# Loan to get out of Debt



## mtcrowley (4 Aug 2006)

Hi all this is the first time I used this so please forgeive me if I screw it up.

I`m 30 going on 31 living with my long term girlfriend and our two kids in a city council house. My problem is that I have mounting debts and I finding it harder nad harder to meet the monthly payments. I went to my local credit union to see if I could get a loan of 25000.00 last week but they turned me down. I`m need to find some way that I can consoladate all my loans in to one managable loan that I can pay off each month I would be able to manage to pay between 500-650 a month. 
Can any of you point me in the right direction so I can get my life back on track, it`s really getting me down I need to get these loans under control.

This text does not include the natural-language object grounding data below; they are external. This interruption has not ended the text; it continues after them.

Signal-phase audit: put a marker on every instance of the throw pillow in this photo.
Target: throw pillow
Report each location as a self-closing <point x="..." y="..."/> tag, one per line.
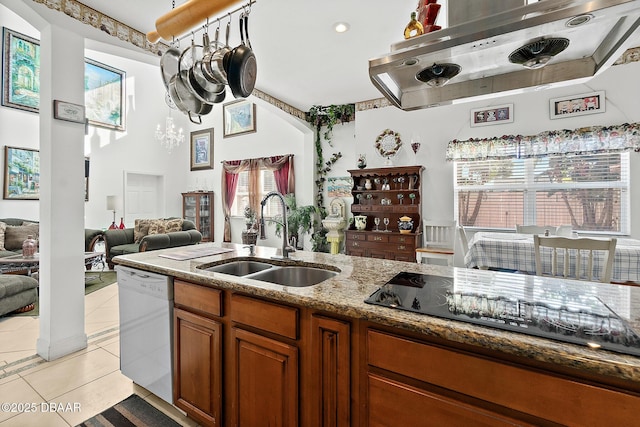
<point x="3" y="227"/>
<point x="14" y="236"/>
<point x="157" y="226"/>
<point x="141" y="229"/>
<point x="172" y="225"/>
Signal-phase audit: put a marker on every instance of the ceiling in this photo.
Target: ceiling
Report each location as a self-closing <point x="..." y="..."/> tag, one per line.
<point x="301" y="59"/>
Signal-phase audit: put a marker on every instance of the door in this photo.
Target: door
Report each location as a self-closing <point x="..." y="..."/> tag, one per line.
<point x="144" y="197"/>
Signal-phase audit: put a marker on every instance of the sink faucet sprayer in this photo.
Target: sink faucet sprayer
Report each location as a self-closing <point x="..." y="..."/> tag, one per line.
<point x="286" y="247"/>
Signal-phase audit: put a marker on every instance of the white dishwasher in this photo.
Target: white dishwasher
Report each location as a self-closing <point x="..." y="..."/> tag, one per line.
<point x="146" y="329"/>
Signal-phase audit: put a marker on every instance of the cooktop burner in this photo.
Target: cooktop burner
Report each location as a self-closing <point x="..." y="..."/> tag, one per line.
<point x="570" y="315"/>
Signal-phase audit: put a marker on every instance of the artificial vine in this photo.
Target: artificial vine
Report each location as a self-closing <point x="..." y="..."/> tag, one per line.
<point x="327" y="117"/>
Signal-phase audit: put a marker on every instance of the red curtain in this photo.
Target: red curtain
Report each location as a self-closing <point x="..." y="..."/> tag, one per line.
<point x="230" y="171"/>
<point x="282" y="168"/>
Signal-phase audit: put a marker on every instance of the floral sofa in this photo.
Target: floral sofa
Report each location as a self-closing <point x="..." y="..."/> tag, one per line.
<point x="150" y="235"/>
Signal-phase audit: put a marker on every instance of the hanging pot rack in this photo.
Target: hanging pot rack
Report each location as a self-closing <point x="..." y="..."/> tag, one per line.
<point x="186" y="16"/>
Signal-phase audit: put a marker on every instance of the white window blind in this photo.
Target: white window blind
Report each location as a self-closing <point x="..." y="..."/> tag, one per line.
<point x="589" y="192"/>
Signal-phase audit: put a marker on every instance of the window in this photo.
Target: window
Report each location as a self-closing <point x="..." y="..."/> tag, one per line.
<point x="267" y="184"/>
<point x="590" y="192"/>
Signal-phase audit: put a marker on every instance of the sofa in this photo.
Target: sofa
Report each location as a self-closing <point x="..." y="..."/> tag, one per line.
<point x="13" y="231"/>
<point x="150" y="235"/>
<point x="19" y="292"/>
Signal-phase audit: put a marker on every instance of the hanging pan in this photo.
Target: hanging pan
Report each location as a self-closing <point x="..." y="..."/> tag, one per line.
<point x="242" y="67"/>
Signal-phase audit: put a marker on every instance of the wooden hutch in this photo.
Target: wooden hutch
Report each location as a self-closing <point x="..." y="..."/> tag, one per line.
<point x="389" y="192"/>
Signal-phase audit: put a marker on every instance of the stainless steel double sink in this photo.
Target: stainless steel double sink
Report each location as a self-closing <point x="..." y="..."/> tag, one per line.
<point x="296" y="275"/>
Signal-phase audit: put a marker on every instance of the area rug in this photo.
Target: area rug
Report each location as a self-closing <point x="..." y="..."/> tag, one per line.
<point x="94" y="280"/>
<point x="133" y="411"/>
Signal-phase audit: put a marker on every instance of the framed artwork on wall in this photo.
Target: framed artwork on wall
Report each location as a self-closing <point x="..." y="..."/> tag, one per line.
<point x="20" y="71"/>
<point x="68" y="111"/>
<point x="21" y="173"/>
<point x="492" y="115"/>
<point x="239" y="117"/>
<point x="201" y="149"/>
<point x="104" y="95"/>
<point x="577" y="105"/>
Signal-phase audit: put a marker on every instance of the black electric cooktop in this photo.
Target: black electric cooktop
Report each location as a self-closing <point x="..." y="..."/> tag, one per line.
<point x="568" y="315"/>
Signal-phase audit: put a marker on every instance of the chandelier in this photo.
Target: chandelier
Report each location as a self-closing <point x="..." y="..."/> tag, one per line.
<point x="169" y="139"/>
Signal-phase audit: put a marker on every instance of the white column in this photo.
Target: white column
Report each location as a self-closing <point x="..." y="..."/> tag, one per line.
<point x="61" y="196"/>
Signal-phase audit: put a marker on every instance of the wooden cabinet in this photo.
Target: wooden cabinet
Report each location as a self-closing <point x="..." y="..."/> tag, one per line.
<point x="197" y="383"/>
<point x="198" y="207"/>
<point x="198" y="367"/>
<point x="391" y="193"/>
<point x="412" y="382"/>
<point x="265" y="370"/>
<point x="331" y="367"/>
<point x="266" y="381"/>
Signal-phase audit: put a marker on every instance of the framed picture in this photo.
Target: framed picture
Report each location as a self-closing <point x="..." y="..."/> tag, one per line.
<point x="104" y="95"/>
<point x="239" y="117"/>
<point x="201" y="154"/>
<point x="21" y="173"/>
<point x="68" y="111"/>
<point x="492" y="115"/>
<point x="577" y="105"/>
<point x="20" y="71"/>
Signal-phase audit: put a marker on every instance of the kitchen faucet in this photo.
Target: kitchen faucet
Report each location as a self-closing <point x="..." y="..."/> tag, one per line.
<point x="286" y="247"/>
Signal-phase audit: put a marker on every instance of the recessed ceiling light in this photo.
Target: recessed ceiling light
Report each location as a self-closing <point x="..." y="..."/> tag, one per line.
<point x="341" y="27"/>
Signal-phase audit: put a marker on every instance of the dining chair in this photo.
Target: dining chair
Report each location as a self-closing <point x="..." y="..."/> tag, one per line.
<point x="574" y="252"/>
<point x="464" y="241"/>
<point x="536" y="229"/>
<point x="439" y="240"/>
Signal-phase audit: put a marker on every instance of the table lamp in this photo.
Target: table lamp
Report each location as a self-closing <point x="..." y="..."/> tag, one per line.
<point x="112" y="205"/>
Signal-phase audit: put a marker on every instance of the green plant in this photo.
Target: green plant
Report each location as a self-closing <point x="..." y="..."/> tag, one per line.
<point x="328" y="117"/>
<point x="301" y="219"/>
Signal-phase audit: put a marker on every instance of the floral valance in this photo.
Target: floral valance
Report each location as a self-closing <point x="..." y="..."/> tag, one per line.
<point x="596" y="139"/>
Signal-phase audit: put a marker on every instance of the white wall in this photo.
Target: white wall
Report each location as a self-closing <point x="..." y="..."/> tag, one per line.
<point x="111" y="152"/>
<point x="135" y="150"/>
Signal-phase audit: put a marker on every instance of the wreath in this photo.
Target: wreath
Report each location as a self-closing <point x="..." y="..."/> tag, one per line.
<point x="388" y="143"/>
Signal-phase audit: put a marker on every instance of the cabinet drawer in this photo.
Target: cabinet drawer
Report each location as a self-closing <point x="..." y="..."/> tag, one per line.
<point x="503" y="384"/>
<point x="378" y="237"/>
<point x="407" y="239"/>
<point x="197" y="297"/>
<point x="270" y="317"/>
<point x="356" y="236"/>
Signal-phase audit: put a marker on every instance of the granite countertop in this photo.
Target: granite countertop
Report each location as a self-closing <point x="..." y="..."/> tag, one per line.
<point x="345" y="293"/>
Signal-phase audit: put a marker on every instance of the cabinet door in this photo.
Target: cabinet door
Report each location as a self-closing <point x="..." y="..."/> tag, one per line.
<point x="265" y="380"/>
<point x="198" y="367"/>
<point x="331" y="372"/>
<point x="204" y="218"/>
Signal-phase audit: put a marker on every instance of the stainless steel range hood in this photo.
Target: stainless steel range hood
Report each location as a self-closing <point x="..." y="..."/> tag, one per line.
<point x="595" y="34"/>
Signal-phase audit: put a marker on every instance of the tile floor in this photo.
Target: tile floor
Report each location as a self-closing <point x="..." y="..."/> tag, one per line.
<point x="89" y="379"/>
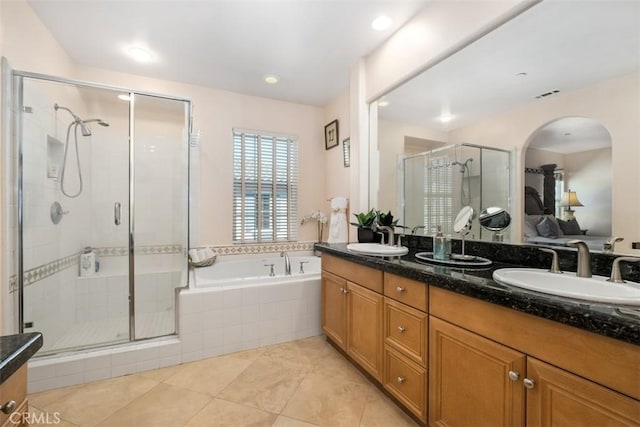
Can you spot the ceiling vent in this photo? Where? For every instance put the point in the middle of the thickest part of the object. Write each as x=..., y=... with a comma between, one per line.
x=546, y=94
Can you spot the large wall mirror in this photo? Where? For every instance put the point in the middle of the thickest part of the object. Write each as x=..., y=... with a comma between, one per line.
x=543, y=86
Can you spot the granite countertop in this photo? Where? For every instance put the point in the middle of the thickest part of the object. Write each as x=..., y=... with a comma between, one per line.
x=618, y=322
x=15, y=350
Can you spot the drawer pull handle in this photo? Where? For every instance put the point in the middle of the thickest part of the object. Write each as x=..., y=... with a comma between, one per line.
x=8, y=407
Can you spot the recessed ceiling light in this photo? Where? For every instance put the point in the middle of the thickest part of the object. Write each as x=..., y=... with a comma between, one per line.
x=139, y=53
x=271, y=79
x=381, y=23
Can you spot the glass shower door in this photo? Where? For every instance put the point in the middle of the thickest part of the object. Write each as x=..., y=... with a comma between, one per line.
x=160, y=210
x=73, y=141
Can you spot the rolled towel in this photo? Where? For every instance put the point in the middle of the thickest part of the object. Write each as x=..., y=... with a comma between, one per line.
x=338, y=231
x=209, y=253
x=194, y=254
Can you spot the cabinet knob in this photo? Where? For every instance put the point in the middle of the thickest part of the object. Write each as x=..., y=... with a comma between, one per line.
x=8, y=407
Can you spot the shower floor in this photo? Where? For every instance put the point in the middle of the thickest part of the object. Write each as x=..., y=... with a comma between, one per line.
x=108, y=331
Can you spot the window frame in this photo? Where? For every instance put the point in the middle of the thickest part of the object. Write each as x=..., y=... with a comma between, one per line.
x=271, y=175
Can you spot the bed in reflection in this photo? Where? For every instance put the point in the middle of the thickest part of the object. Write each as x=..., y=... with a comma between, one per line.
x=543, y=228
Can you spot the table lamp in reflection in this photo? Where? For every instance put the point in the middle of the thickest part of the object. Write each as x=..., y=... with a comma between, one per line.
x=569, y=199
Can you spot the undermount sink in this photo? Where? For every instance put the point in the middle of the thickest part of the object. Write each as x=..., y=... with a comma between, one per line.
x=596, y=288
x=377, y=249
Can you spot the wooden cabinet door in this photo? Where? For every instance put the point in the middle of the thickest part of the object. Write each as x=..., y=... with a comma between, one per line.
x=559, y=398
x=364, y=328
x=334, y=308
x=469, y=381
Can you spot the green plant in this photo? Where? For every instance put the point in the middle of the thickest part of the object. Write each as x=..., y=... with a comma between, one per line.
x=386, y=219
x=365, y=220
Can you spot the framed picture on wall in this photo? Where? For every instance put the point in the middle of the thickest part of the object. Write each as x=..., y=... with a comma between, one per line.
x=331, y=135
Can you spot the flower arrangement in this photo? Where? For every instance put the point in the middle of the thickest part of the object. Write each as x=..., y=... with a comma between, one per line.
x=365, y=219
x=321, y=220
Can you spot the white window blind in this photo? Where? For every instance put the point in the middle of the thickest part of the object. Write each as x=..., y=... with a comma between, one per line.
x=265, y=187
x=438, y=194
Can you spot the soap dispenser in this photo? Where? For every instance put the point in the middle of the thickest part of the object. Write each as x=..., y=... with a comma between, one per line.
x=440, y=245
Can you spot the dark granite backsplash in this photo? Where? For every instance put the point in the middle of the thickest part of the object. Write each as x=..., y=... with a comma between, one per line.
x=529, y=256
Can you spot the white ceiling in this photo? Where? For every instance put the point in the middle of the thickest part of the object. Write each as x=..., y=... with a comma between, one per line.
x=571, y=135
x=559, y=44
x=227, y=44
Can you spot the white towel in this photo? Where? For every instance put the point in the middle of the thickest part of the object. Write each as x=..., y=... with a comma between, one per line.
x=338, y=231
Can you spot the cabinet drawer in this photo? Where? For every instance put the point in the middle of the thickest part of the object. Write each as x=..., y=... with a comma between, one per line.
x=14, y=388
x=407, y=382
x=406, y=330
x=364, y=276
x=406, y=291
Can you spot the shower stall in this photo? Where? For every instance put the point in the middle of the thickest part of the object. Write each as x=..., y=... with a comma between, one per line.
x=438, y=183
x=99, y=189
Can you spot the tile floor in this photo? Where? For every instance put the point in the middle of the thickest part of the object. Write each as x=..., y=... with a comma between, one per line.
x=296, y=384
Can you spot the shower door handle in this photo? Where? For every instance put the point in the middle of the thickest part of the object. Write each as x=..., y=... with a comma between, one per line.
x=117, y=213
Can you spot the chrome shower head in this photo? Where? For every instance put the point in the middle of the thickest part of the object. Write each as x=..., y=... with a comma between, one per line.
x=86, y=131
x=60, y=107
x=463, y=165
x=84, y=128
x=99, y=121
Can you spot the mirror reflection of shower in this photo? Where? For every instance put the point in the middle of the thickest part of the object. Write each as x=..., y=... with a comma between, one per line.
x=86, y=131
x=465, y=191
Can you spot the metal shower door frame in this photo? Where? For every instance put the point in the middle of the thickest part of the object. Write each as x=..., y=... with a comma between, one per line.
x=17, y=83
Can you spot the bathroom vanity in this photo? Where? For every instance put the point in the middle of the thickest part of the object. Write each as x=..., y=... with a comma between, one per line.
x=15, y=351
x=449, y=344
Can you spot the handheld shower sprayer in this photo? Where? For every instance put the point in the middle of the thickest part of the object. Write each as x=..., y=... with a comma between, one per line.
x=86, y=131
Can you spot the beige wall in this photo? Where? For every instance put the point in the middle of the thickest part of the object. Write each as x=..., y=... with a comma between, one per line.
x=440, y=29
x=30, y=47
x=615, y=104
x=337, y=178
x=216, y=113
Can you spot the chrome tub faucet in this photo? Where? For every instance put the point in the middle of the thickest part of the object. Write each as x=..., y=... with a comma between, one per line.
x=584, y=258
x=287, y=263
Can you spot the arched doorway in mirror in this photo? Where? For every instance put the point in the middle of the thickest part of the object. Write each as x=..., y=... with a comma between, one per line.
x=568, y=182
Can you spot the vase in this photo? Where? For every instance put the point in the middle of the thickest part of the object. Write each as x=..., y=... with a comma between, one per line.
x=367, y=235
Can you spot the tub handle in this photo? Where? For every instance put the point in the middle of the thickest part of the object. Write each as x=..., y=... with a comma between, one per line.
x=302, y=263
x=271, y=273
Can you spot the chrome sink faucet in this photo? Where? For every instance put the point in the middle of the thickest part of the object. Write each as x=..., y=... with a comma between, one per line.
x=287, y=263
x=610, y=244
x=415, y=229
x=555, y=265
x=584, y=258
x=616, y=276
x=389, y=230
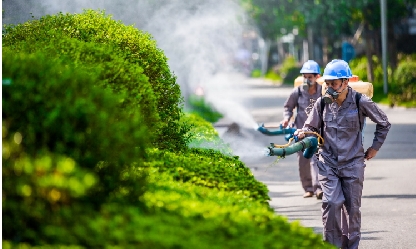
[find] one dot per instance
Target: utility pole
(383, 7)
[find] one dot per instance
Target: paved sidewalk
(389, 195)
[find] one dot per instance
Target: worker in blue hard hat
(338, 116)
(303, 98)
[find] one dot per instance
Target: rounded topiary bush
(67, 147)
(131, 48)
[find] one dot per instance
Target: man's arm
(289, 106)
(372, 111)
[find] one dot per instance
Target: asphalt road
(389, 196)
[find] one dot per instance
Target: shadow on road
(391, 196)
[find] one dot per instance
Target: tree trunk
(325, 47)
(311, 47)
(280, 51)
(392, 47)
(369, 53)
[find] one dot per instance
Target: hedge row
(82, 169)
(124, 58)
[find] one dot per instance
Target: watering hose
(281, 131)
(308, 144)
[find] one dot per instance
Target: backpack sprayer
(276, 132)
(309, 146)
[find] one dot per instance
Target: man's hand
(370, 153)
(299, 133)
(284, 123)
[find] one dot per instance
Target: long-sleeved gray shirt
(303, 102)
(343, 144)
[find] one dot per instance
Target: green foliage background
(97, 152)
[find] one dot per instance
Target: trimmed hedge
(79, 166)
(67, 147)
(106, 42)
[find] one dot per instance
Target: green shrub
(404, 89)
(67, 147)
(256, 73)
(133, 49)
(211, 169)
(203, 135)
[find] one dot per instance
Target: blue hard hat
(310, 66)
(337, 69)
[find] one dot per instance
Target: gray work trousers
(308, 173)
(341, 204)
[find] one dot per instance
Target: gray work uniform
(308, 170)
(341, 163)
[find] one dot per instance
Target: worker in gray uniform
(303, 98)
(339, 116)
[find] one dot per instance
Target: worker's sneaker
(319, 195)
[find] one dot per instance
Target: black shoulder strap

I was thinking of try to get a loan from some bank or something but firstly I don`t know whih be the best bank to go with and is that the right thing to do.
If any of you can help please get back to me.
Thanks for taking the time to read this


----------



## RainyDay (4 Aug 2006)

Hi - Sorry to hear about your difficult situation. The bad news is that you will find it difficult to find a bank that will offer €25k in a personal loan in this way, unless you have very strong income to support repayments. You should contact your local MABS office for advice, though don't expect any instant magic solutions.


----------



## Thrifty (4 Aug 2006)

I'll second rainyday's advice re MABS. Apart from dealing with the detbs you have now they should be able to help you look at how the debt mounted up in the first place and what you need to do to prevent this happening again and get back in control of your money - vital for living in Ireland


----------



## tolkarovers (4 Aug 2006)

It also might be worth getting the biggest loan that the CU will give you and paying that back as soon as you can. Once they see that you can make your repayments they may be more willing to grant you a bigger loan after that.


----------



## Raskolnikov (4 Aug 2006)

mtcrowley said:
			
		

> Hi all this is the first time I used this so please forgeive me if I screw it up.
> 
> I`m 30 going on 31 living with my long term girlfriend and our two kids in a city council house. My problem is that I have mounting debts and I finding it harder nad harder to meet the monthly payments. I went to my local credit union to see if I could get a loan of 25000.00 last week but they turned me down. I`m need to find some way that I can consoladate all my loans in to one managable loan that I can pay off each month I would be able to manage to pay between 500-650 a month.
> Can any of you point me in the right direction so I can get my life back on track, it`s really getting me down I need to get these loans under control.
> ...


Give us an estimate of your income, outgoings and debts and maybe we can offer some short-term solutions to help ease your situation.


----------



## dillon1876 (4 Aug 2006)

If I was you, I would sit down and prepare a letter for the credit union. Write in the letter your current situation, and how you have learnt your lesson and that you would like to get your financial situation back under control. Explain that you have children and that it's effecting your stress levels. Back it up with copies of your income for the last 3 months or more to show that if you got this loan that you are in a position to pay it back with no problems. Attatch another loan application to the letter and post the whole lot into your credit union. Try and get money from somewhere or somebody to lodge into your savings account with the credit union. Eg. €1,000 to €2,000. or as much as you can get. Just to give the credit union some security and to show that you are serious.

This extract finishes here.